Nurses are used to prioritising interventions; however, while the reasons influencing the process among hospitalised patients has been investigated to detect why nurses unfinish some activities in favour of others, in the context of older people at risk or with delirium, no data have been collected to date. To the best of our knowledge, this is the first study attempting to identify reasons affecting the prioritization process among these patients. Findings suggest that the process is influenced by reasons set at three levels, some of which are under the nurses’ control while others are not, that mainly affect both preventive and managerial interventions.

To promote the right identification of the priorities that may protect older patients from an escalation towards delirium, targeting the (a) resources available at the unit level, the (b) nurses’ competence and attitudes and the (c) patient’ complexity is crucial. Changes in the environment, and ensuring an effective work and organisation processes through collaboration and integration between professionals, by also providing decision-making support tools, are recommended. In addition, given that the mission of the units, as the devoted to geriatric one seems to influence the prioritization, investments towards nurses working in other settings, are important. Moreover, nurses should be educated and supported in developing competencies and attitudes not only during undergraduate but also in postgraduate and continuing education to promote and update their ‘delirium literacy’.

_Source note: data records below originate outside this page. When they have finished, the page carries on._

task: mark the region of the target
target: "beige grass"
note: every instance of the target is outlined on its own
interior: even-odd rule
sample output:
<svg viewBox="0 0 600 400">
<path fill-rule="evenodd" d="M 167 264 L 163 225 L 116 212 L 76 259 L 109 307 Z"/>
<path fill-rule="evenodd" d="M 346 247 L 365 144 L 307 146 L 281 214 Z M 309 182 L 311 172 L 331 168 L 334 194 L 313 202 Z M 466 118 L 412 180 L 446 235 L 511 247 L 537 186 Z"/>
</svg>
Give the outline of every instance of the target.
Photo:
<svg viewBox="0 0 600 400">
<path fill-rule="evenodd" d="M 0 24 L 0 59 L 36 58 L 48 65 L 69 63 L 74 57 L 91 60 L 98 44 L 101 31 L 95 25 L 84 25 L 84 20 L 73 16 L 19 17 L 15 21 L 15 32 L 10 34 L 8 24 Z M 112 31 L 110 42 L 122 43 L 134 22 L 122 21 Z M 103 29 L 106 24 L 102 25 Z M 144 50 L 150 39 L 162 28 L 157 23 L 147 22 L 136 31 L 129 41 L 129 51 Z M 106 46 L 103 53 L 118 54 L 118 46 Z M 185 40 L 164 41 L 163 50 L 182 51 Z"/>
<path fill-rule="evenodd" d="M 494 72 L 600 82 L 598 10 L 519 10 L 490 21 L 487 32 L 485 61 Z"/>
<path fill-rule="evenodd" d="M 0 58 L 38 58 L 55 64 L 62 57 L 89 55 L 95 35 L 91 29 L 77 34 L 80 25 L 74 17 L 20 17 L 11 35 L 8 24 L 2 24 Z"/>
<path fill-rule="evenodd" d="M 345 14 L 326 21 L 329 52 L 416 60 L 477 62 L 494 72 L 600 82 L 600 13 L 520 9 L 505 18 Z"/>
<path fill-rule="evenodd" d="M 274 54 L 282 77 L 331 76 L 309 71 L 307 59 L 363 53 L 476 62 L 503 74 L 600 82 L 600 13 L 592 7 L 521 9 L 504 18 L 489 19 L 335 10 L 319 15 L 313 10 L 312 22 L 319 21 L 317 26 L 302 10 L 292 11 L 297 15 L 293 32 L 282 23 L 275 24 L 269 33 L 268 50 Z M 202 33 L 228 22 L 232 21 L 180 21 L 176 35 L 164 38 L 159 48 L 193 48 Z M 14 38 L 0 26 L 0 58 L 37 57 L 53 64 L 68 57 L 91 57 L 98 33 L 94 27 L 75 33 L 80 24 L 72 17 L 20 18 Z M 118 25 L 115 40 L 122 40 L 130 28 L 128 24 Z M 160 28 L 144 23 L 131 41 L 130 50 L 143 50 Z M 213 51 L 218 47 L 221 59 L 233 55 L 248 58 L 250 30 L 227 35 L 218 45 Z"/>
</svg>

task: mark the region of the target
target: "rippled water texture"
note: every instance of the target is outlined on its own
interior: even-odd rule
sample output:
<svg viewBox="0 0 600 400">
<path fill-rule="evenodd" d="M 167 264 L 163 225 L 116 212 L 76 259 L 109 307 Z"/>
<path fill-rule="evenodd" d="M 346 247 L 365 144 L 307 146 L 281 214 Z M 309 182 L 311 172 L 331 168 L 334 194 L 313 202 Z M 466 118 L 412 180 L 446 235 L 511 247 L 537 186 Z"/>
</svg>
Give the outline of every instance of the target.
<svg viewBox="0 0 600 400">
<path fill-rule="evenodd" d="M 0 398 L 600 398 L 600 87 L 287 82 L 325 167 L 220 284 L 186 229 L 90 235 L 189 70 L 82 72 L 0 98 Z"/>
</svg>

Patients at risk of with delirium play also a role in the prioritization process: they are at risk to be neglected in the beginning because their risks are invisible; later they are still at risk to be receive unfinished care because the increased needs cannot be managed in the context of the care that all patients required. Continuing to investigate the underlying reasons of prioritization is important to accumulate evidence and inform strategies to prevent any form of unfinished care.